Michèle Anderson has more than 25 years experience working with young survivors of human trafficking and sexual exploitation at Covenant House.

As an Advocate, Michele is responsible for providing case management services to survivors. This includes identification, crisis management, interventions and after care, as well as legal/ court support. She also provides parent consultations to those who have been impacted by this issue.

Additionally, Michèle speaks at local and national anti-trafficking forums and provides training sessions to a variety of audiences including municipal bylaw enforcement staff, Ministry of Children and Youth Services, Ministry of the Attorney General, Canada Boarder Services, teachers, medical staff and police.
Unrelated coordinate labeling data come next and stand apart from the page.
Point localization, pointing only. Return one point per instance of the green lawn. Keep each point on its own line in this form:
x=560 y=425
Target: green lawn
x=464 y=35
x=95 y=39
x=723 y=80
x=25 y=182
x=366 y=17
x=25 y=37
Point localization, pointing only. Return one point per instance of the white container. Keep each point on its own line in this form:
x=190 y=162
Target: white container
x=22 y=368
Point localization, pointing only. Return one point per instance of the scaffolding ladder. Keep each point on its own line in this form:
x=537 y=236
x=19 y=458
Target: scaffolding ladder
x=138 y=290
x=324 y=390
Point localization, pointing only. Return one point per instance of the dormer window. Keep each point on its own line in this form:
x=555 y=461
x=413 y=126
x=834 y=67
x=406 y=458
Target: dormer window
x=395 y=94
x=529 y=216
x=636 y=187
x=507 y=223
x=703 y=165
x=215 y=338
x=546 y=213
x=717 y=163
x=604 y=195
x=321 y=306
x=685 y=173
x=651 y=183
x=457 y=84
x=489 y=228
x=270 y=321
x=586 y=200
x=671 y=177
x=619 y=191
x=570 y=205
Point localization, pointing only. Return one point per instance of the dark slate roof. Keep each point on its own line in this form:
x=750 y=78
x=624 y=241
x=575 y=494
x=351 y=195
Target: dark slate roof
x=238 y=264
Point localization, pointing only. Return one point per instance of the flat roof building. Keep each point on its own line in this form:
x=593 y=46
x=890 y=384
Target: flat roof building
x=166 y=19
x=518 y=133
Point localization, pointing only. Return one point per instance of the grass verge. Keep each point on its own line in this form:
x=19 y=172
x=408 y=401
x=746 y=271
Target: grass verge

Michèle works collaboratively with community partners across the city, province and country. She is a member of the Toronto Police Services Sexual Assault Advisory Committee , the Victim Services 24/7 Response Table, as well as others. She contributed to the Ontario Coalition Research Initiative on the Incidence of Human Trafficking in Ontario and Justice Canadas Forum on Forced Marriage.

Michèle was instrumental in supporting the survivors involved in Torontos first human trafficking conviction in 2014. In 2015, in recognition of her work in this field, she was honoured with the Ontario Attorney Generals Victim Services Awards of Distinction.